In the case of writing and painting, the exact same paper or painting was presented to a mixed group of people with the only difference being the names. Everyone consistently found some basis to judge the male name as better in some way, subtle or not, but clearly imaginary. When entering competitions now they frequently do them blind so that the names do not bias the judges. This also helps thwart racial discrimination for “black” sounding names or Asian or Latino. Ultimately though, people have to show up in person for a job and then the trouble begins, women who are assertive are bitchy, their job performances are judged more harshly, their pay is less than a man’s, they are deemed too emotional (because of periods of course), and on and on. Similarly, racial behaviors are judged against a generic white educated male and often found wanting for no justifiable reason.

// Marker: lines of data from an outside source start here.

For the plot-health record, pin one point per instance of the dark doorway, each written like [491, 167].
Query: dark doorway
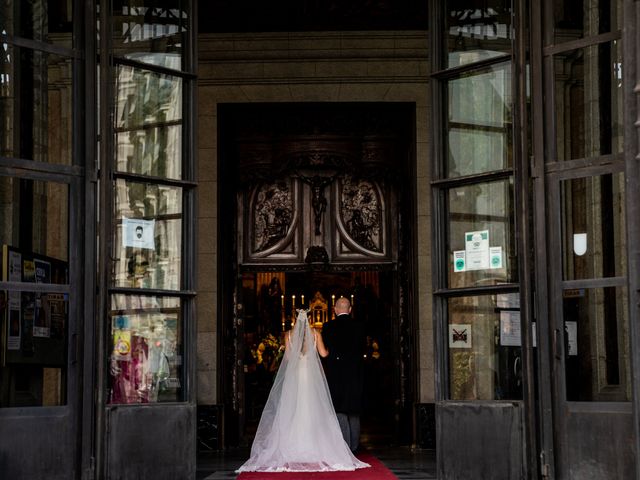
[314, 202]
[269, 299]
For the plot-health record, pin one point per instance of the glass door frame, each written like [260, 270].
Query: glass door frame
[80, 178]
[546, 178]
[108, 174]
[631, 99]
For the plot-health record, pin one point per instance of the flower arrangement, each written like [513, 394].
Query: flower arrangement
[268, 353]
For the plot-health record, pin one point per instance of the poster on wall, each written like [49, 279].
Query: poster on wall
[510, 334]
[138, 233]
[14, 324]
[460, 335]
[42, 317]
[571, 332]
[36, 321]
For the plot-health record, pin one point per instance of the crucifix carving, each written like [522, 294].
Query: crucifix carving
[318, 200]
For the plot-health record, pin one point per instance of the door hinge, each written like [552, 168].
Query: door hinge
[544, 466]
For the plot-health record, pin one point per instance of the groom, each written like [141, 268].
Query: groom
[344, 368]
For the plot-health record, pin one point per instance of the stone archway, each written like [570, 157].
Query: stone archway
[313, 189]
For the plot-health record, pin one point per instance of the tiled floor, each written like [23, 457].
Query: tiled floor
[404, 462]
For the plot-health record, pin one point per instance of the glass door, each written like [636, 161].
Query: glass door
[46, 212]
[582, 253]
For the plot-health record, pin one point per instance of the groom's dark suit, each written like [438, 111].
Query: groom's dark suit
[344, 368]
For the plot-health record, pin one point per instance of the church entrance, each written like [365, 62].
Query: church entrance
[312, 212]
[269, 300]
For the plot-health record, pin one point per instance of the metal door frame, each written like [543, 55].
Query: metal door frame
[80, 176]
[546, 178]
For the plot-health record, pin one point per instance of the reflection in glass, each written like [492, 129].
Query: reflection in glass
[34, 352]
[588, 101]
[38, 20]
[149, 123]
[479, 128]
[146, 350]
[573, 20]
[596, 344]
[150, 31]
[594, 207]
[35, 249]
[481, 238]
[477, 30]
[148, 240]
[36, 93]
[35, 216]
[485, 347]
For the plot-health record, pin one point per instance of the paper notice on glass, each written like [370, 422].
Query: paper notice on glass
[534, 334]
[14, 328]
[571, 331]
[510, 334]
[508, 300]
[460, 335]
[477, 250]
[495, 257]
[138, 233]
[459, 260]
[15, 267]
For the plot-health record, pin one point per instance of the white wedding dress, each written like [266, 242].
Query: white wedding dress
[298, 430]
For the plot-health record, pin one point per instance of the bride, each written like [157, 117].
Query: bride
[298, 430]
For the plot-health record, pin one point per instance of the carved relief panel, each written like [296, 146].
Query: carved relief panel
[271, 222]
[361, 219]
[297, 220]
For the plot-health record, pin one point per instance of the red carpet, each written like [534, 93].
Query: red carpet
[377, 472]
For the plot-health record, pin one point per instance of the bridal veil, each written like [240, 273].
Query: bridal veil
[298, 430]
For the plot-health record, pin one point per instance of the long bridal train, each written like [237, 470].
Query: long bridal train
[298, 430]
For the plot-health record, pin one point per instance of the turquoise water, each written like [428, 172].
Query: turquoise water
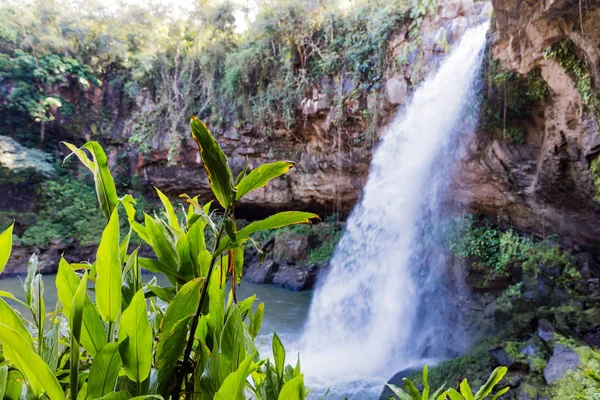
[285, 311]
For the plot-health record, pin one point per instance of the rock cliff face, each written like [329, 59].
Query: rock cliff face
[543, 185]
[331, 163]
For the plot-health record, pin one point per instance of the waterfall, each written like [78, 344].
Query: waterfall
[383, 305]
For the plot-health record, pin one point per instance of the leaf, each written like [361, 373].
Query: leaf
[233, 386]
[256, 322]
[278, 355]
[93, 336]
[260, 176]
[5, 246]
[14, 385]
[215, 163]
[399, 392]
[238, 263]
[425, 383]
[137, 352]
[169, 212]
[108, 267]
[232, 343]
[465, 390]
[412, 389]
[500, 393]
[104, 371]
[183, 304]
[293, 389]
[105, 185]
[35, 371]
[75, 325]
[454, 395]
[169, 349]
[492, 381]
[278, 220]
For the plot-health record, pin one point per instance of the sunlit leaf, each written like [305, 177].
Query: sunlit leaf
[135, 328]
[5, 246]
[105, 184]
[260, 176]
[109, 275]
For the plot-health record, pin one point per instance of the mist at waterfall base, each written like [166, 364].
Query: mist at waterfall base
[383, 306]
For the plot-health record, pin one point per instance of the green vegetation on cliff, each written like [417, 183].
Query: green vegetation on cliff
[58, 61]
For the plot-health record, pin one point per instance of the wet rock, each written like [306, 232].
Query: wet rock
[296, 278]
[264, 273]
[502, 358]
[290, 247]
[397, 380]
[563, 359]
[396, 90]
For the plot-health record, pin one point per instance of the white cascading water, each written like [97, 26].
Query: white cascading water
[383, 305]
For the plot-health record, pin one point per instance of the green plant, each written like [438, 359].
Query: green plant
[197, 342]
[466, 393]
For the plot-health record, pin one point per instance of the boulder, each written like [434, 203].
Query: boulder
[563, 359]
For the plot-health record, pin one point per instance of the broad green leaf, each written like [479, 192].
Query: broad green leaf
[75, 325]
[51, 343]
[454, 395]
[500, 393]
[215, 163]
[278, 220]
[5, 246]
[278, 355]
[412, 389]
[260, 176]
[93, 336]
[399, 392]
[9, 317]
[169, 349]
[465, 390]
[32, 266]
[184, 303]
[14, 385]
[169, 212]
[104, 371]
[105, 185]
[293, 389]
[425, 383]
[233, 386]
[256, 322]
[132, 279]
[242, 173]
[3, 379]
[109, 274]
[493, 380]
[35, 371]
[238, 263]
[10, 296]
[135, 327]
[232, 343]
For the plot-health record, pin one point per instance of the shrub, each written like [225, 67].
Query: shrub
[196, 342]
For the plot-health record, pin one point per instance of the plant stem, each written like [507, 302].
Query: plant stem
[196, 319]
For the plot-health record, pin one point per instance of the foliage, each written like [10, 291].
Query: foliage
[564, 53]
[197, 63]
[68, 210]
[187, 340]
[582, 383]
[466, 393]
[497, 249]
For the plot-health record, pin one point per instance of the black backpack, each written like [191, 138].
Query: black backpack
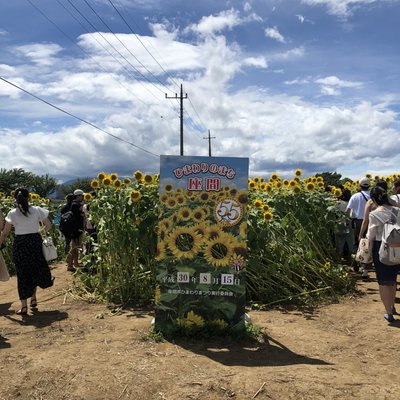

Chapter 7 deals with on the job issues, like the limited discussions we have been hearing about concerning “clopening” where an employee has to bot closed the store and open it the next day. This leads to living difficulties with less sleep, less regular schedules, just-in-time on-call positions (without compensation for the fact that you cannot do anything much if you might be called into work on an hour’s notice), and the glory of all employment abuse, contract employees. Contract employees do not benefit from the limited and practically useless labor laws (underfunded, lack of enforcement) that would mandate overtime, or fixed schedules, or disallow hiring all part-timers at 39 hours a week to avoid paying overtime, benefits, and other labor laws being applied.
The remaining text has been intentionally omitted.